Treatment > Boron Neutron Capture Therapy


J Neurooncol 1997 May;33(1-2):141-52. (Clinical Study)


Abstract

Boron neutron capture therapy for glioblastoma multiforme using p-boronophenylalanine and epithermal neutrons: trial design and early clinical results

Coderre JA, Elowitz EH, Chadha M, Bergland R, Capala J, Joel DD, Liu HB, Slatkin DN, Chanana AD.

Medical Department Brookhaven National Laboratory, Upton, NY 11973, USA.

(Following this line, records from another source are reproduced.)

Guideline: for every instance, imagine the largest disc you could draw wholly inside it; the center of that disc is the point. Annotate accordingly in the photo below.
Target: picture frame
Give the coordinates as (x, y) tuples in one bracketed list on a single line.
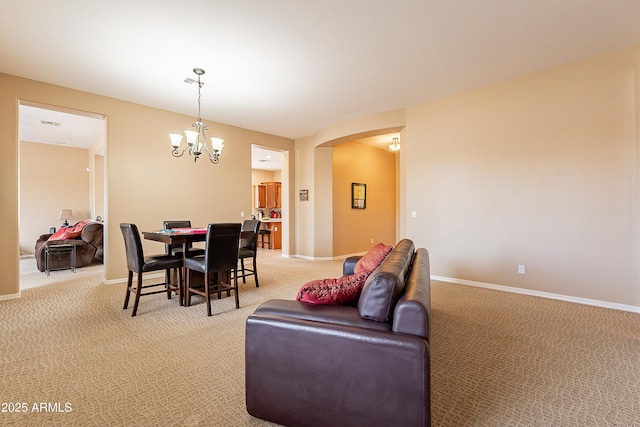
[(358, 195)]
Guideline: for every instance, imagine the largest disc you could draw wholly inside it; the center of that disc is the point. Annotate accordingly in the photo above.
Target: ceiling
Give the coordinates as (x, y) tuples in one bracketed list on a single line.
[(291, 68)]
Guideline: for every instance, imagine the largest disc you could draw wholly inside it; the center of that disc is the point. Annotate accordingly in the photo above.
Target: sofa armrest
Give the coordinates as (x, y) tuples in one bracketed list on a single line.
[(302, 372), (349, 264)]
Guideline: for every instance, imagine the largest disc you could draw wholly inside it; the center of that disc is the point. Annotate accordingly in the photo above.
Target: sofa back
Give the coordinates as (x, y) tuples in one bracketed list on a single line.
[(92, 233), (385, 285), (411, 314)]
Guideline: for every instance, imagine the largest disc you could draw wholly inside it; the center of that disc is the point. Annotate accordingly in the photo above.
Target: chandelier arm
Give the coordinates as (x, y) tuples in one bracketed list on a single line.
[(175, 152)]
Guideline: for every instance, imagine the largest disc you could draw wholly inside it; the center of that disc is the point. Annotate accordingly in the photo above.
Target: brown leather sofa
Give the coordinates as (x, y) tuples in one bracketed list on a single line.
[(88, 247), (329, 365)]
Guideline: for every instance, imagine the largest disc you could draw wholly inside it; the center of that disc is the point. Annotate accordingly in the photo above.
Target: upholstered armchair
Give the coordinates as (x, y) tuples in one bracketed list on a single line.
[(85, 235)]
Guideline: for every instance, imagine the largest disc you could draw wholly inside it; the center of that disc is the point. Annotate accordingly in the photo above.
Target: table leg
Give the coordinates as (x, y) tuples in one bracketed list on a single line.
[(185, 290)]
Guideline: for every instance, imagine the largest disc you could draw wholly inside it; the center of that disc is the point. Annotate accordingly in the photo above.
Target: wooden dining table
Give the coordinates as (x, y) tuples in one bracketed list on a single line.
[(184, 237), (175, 237)]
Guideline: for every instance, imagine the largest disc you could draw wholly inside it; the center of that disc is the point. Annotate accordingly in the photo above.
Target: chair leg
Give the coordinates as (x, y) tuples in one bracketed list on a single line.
[(207, 295), (235, 287), (180, 286), (129, 290), (244, 278), (187, 291), (167, 279), (255, 271), (138, 292)]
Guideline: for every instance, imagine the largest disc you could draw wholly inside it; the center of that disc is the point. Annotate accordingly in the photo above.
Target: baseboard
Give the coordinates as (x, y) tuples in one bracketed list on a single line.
[(124, 279), (10, 296), (325, 258), (585, 301)]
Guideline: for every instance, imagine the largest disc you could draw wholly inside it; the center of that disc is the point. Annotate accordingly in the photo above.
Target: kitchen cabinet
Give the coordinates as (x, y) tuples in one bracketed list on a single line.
[(259, 196), (273, 195), (275, 226)]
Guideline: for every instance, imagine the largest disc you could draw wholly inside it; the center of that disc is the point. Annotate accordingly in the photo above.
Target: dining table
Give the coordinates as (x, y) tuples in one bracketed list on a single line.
[(175, 237), (184, 237)]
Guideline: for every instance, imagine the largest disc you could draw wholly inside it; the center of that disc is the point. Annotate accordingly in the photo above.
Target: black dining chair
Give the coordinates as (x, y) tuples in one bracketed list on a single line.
[(177, 250), (220, 260), (249, 249), (138, 263)]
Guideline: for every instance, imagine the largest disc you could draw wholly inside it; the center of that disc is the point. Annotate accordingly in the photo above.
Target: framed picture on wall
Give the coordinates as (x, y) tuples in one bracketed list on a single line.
[(358, 195)]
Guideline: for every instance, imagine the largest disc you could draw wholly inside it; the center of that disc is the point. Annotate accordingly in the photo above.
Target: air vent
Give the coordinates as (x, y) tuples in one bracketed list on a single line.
[(48, 123), (191, 81)]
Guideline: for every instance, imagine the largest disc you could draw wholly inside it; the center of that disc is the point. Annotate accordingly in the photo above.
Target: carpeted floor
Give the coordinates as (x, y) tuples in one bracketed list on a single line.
[(498, 359)]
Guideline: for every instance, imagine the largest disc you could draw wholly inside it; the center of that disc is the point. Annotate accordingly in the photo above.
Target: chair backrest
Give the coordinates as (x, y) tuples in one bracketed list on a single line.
[(132, 246), (251, 243), (168, 225), (222, 247)]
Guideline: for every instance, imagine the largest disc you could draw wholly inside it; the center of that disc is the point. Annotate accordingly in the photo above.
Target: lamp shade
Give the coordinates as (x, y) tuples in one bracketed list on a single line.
[(66, 214)]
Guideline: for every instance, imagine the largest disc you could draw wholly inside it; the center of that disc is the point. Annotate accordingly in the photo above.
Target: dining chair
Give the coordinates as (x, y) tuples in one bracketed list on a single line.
[(220, 260), (177, 250), (249, 248), (138, 263)]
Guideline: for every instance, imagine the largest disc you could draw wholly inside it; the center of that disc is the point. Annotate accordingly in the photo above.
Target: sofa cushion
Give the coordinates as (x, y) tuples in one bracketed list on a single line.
[(384, 286), (343, 290), (372, 259)]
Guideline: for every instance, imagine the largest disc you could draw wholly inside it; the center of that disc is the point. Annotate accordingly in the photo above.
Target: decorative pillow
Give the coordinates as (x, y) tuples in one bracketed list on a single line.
[(372, 259), (65, 234), (344, 290)]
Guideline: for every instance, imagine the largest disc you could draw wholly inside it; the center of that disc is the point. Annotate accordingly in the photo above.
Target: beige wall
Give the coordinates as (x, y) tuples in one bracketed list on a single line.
[(540, 171), (354, 229), (144, 183), (52, 178)]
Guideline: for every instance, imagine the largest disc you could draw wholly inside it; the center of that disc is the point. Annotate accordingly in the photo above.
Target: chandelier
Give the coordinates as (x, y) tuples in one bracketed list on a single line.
[(196, 139), (395, 144)]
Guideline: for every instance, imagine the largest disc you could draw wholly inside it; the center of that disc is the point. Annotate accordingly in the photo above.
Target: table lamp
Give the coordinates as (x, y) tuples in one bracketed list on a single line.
[(66, 214)]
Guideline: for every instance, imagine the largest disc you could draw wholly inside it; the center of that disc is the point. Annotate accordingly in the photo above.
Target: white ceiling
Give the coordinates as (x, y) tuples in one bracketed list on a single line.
[(291, 67)]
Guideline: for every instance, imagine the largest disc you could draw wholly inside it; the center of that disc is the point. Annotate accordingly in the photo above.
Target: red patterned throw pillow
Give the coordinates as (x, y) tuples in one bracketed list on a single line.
[(340, 291), (372, 259)]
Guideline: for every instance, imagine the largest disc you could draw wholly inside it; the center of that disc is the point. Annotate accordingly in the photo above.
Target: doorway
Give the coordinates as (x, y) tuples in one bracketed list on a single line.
[(270, 184)]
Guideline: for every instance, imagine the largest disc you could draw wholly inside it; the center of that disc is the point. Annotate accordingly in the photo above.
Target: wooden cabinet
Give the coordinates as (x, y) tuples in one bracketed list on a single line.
[(273, 194), (259, 196)]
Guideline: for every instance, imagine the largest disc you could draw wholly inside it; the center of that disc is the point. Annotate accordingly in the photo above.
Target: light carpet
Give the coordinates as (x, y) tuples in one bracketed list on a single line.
[(498, 359)]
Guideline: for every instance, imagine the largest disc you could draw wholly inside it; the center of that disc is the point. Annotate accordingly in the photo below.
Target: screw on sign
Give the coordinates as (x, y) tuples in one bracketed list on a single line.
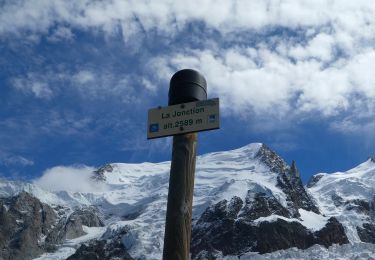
[(187, 113)]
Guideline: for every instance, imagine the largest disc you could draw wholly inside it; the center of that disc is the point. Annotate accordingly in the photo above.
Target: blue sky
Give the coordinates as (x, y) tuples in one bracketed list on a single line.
[(77, 79)]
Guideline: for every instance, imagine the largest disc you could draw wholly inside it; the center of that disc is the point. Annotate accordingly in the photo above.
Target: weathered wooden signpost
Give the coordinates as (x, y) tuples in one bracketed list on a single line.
[(188, 112)]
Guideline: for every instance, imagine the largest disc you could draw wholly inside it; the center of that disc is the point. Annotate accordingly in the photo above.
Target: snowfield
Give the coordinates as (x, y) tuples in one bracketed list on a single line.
[(135, 195)]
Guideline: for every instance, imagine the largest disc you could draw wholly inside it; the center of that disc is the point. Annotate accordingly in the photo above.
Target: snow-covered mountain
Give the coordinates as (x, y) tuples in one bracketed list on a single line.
[(245, 200)]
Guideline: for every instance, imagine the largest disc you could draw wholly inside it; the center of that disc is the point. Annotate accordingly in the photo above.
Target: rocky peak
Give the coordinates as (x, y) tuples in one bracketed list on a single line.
[(272, 159), (25, 222), (293, 170), (99, 173)]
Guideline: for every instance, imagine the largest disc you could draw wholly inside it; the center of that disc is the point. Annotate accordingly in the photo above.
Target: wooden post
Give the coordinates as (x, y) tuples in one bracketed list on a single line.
[(185, 86), (180, 198)]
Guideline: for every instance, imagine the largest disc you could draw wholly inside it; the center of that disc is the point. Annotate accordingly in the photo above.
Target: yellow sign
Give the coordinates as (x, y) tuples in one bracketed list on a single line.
[(183, 118)]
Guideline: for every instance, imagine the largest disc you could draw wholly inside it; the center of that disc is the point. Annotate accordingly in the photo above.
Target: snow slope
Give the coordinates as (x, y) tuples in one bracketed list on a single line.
[(136, 196)]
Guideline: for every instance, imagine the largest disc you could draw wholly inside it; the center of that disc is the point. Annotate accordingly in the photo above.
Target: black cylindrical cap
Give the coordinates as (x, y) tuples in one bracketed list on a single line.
[(187, 86)]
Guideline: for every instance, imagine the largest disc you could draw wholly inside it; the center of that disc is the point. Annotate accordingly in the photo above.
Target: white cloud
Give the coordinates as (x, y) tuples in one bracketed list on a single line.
[(70, 178), (320, 71), (34, 85), (14, 160), (84, 76), (269, 83), (61, 33)]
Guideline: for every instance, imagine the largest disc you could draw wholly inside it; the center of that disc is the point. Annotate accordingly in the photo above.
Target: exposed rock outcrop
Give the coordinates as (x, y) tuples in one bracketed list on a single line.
[(109, 247), (25, 223), (71, 226), (219, 231)]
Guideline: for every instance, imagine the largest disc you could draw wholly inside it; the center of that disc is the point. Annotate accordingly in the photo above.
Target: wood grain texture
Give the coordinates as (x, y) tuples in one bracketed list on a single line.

A Phase I/II clinical trial of boron neutron capture therapy (BNCT) for glioblastoma multiforme is underway using the amino acid analog p-boronophenylalanine (BPA) and the epithermal neutron beam at the Brook-haven Medical Research Reactor. 
Biodistribution studies were carried out in 18 patients at the time of craniotomy using an i.v. infusion of BPA, solubilized as a fructose complex (BPA-F).
There were no toxic effects related to the BPA-F administration at doses of 130, 170, 210, or 250 mg BPA/kg body weight. 
The tumor/ blood, brain/blood and scalp/blood boron concentration ratios were approximately 3.5:1, 1:1 and 1.5:1, respectively.
Ten patients have received BNCT following 2-hr infusions of 250 mg BPA/kg body weight.
The average boron concentration in the blood during the irradiation was 13.0 +/- 1.5 micrograms 10B/g.
The prescribed maximum dose to normal brain (1 cm3 volume) was 10.5 photon-equivalent Gy (Gy-Eq).
Estimated maximum and minimum doses (mean +/- sd, n = 10) to the tumor volume were 52.6 +/- 4.9 Gy-Eq (range: 64.4-47.6) and 25.2 +/- 4.2 Gy-Eq (range: 32.3-20.0), respectively).
The estimated minimum dose to the target volume (tumor +2 cm margin) was 12.3 +/- 2.7 Gy-Eq (range: 16.2-7.8).
There were no adverse effects on normal brain.
The scalp showed mild erythema, followed by epilation in the 8 cm diameter field.
Four patients developed recurrent tumor, apparently in the lower dose (deeper) regions of the target volume, at post-BNCT intervals of 7,5,3.5 and 3 months, respectively.
The remaining patients have had less than 4 months of post-BNCT follow-up. BNCT, at this starting dose level, appears safe. 
Plans are underway to begin the dose escalation phase of this protocol.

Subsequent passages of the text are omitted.